Akıncı: Onların böyle bir mekanizması yok. Burada görüş birliği gerekiyor.
Soru: Eğer güvenlikte sorunlar olmasaydı, o zaman daha kolay mı olacaktı?
Akıncı: Güvenlik konusunda sorunlar olmasaydı, o zaman Kıbrıs sorunu olmayacaktı. Garantilerde sorun olması, durumu kötüleştirmektedir. Dönüşümlü başkanlıkta, karar alma konusuna etkin katılımda, yetki paylaşımında ya da toprak konusunda anlaşmayı henüz açıklayacak durumda değiliz.
Soru: Sürekli olarak bunun federal çözüm için son fırsat olduğunu söylüyorsunuz. Bu çaba başarısız olursa ne olacak? Kıbrıs Türk toplumu için bir B planı var mıdır?

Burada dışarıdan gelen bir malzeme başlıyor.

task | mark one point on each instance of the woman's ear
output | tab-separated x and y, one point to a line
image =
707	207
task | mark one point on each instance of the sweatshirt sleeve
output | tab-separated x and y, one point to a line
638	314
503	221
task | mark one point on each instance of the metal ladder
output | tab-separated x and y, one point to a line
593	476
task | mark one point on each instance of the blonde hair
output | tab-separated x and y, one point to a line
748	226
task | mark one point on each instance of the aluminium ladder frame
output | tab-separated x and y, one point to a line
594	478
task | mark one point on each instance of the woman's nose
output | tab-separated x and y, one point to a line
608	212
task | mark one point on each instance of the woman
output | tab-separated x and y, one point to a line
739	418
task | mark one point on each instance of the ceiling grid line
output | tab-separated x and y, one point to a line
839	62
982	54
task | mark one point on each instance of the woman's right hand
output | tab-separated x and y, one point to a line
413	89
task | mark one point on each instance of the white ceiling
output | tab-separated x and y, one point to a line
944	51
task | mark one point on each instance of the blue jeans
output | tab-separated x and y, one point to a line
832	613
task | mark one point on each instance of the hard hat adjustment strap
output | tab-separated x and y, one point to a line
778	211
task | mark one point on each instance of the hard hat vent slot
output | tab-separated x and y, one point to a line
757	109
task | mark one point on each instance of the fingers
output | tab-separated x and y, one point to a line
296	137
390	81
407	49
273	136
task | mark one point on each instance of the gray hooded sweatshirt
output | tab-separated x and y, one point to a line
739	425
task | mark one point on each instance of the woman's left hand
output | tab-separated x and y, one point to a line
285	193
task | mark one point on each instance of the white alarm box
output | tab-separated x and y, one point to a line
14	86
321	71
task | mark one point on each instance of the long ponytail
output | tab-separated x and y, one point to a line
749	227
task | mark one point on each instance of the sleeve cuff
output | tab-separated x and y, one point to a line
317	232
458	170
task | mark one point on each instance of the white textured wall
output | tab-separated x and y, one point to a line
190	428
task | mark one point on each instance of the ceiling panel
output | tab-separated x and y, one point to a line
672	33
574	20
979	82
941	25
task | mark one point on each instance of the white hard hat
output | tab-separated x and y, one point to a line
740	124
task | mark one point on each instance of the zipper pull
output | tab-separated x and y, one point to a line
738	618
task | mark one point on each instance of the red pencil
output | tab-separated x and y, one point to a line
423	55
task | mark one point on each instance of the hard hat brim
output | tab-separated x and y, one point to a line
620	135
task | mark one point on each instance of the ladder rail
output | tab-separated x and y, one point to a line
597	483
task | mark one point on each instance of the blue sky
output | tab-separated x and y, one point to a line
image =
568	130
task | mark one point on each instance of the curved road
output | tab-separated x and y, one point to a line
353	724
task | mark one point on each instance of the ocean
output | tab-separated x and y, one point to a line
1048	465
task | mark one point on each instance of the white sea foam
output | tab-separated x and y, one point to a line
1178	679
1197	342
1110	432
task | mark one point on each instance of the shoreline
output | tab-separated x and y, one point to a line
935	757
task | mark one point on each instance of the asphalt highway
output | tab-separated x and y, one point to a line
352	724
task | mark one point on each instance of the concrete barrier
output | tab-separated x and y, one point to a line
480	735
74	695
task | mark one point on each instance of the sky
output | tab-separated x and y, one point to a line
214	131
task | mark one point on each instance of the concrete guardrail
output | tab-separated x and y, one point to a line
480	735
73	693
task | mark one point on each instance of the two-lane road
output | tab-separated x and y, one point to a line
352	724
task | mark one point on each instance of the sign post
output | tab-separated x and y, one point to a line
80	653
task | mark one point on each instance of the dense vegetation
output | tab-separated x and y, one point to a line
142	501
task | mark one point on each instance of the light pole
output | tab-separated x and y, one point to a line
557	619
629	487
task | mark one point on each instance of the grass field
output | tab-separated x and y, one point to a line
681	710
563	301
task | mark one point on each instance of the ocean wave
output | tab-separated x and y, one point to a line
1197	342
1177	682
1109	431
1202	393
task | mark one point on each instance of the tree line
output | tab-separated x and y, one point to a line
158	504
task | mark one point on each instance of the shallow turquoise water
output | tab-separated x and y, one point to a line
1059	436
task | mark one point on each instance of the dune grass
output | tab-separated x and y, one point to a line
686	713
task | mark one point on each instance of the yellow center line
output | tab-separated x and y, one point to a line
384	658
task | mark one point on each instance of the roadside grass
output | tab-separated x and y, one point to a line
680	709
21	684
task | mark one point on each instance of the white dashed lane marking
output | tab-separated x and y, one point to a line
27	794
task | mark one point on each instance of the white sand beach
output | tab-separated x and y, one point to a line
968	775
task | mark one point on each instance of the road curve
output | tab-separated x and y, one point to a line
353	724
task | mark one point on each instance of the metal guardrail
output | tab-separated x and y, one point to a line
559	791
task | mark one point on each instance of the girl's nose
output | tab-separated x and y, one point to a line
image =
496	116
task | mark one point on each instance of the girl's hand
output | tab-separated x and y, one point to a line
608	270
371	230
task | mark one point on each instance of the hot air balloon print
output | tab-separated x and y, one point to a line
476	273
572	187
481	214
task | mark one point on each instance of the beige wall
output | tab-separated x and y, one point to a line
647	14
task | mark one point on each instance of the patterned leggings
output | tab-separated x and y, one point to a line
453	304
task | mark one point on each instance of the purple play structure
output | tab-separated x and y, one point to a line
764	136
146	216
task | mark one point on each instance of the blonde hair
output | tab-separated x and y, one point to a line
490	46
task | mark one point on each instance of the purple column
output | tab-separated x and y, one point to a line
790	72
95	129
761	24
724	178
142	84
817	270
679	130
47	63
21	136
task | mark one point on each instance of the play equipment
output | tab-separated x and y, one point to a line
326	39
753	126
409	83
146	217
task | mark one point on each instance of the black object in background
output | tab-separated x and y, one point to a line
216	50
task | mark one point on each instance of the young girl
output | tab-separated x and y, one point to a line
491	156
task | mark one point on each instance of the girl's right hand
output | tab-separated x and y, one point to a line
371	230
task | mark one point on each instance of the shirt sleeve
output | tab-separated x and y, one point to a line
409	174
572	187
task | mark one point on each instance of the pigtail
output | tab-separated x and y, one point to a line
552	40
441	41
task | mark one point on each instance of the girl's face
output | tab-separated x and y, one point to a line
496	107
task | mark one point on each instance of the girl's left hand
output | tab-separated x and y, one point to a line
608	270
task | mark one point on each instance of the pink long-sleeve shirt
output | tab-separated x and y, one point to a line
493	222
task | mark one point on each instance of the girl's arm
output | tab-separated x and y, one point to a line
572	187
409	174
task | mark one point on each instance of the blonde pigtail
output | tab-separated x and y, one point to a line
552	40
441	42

Akıncı: Elbette başarısız olmayı istemiyoruz. Bunun bir başarı olmasını istiyoruz. Çünkü başarının herkes için daha iyi bir gelecek getireceğine inanıyorum. Ben en başından, eğer biz bu sorunu çözmezsek, enerji ve doğal gaz konusunun, tıpkı geçmişte olduğu gibi, bölgedeki tansiyonu yükselteceğini söylüyorum. Doğal gazın Avrupa’ya en kısa yoldan taşınmasının Türkiye üzerinden olacağı herkes tarafından bilinmektedir. Ancak çözüm olmadan bu mümkün değildir. Aynı zamanda Kıbrıs bay-pass edilerek, İsrail gazının doğrudan Türkiye’ye nakledilmesi imkanının da olduğunu ifade edebilirim. Güney Kıbrıs bunu geciktirebilir ancak engelleyemez. Çünkü bu, uluslararası sularla ilgilidir.